E o mundo continua surdo
e mudo.
NENHUMA VEZ
Era uma vez um carneiro
era uma vez um lobo
era uma vez um condor
era uma vez um polvo
era uma vez um pombo
era uma vez um bicho
e ninguém nunca soube
nem quis saber
o que era.
CÉU DE INVERNO
Quando não precisava,
foi amor
Com o tempo, o caminho
vazio e sem sol
Talvez, como Li-Po,
cantasse os grous,
escuras penas sempre
em céu de inverno
Rosto e aves
perdidas, distantes
No ideograma,
seu nome ainda é a flor.
MOTO-CONTÍNUO
Todas essas voltas
da corda
em torno do corpo
A domadora
arremessa o chicote
Inflo o torso
Devo sorrir
para ela,
para o público
Não se assuste
com as cicatrizes
sob os pelos
São antigas
São herança
de família.
SALMO
Sustentam que os sons seguem
caminho sem fim, sinto que sim,
é o destino das palavras sem volta
que o tempo curto de uma vida
de inseto não deixa que calem
Talvez ainda possamos ouvir
Talvez ainda nos salvem
as emissões delirantes de certos
pássaros, a lírica simétrica
e sonora dos golfinhos
Ainda teremos cama
no inverno.
[Poemas de Fundamentos de Hiperventilação e Apneia. Patuá, 2019]
setembro, 2019
Alberto Bresciani nasceu no Rio de Janeiro. Vive em Brasília. É autor de Incompleto movimento (José Olympio Editora, 2011), Sem passagem para Barcelona (José Olympio Editora, 2015, finalista do prêmio APCA de Literatura - Poesia de 2015) e Fundamentos de ventilação e apneia (Patuá, 2019).
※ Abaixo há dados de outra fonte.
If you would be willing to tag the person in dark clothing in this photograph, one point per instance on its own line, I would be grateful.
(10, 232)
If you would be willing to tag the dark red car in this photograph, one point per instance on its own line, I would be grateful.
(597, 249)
Integra, entre outras, as antologias Outras ruminações (Dobra editorial, 2014), Hiperconexões (Editora Patuá, 2014), Pássaro liberto (Scortecci, 2015), Pessoa — Littérature brésilienne contemporaine (Revista Pessoa, edition spéciale — Salon du Livre de Paris, 2015) e Escriptonita (Editora Patuá, 2016). Tem poemas publicados em portais, blogs e sítios da internet e em revistas e jornais impressos.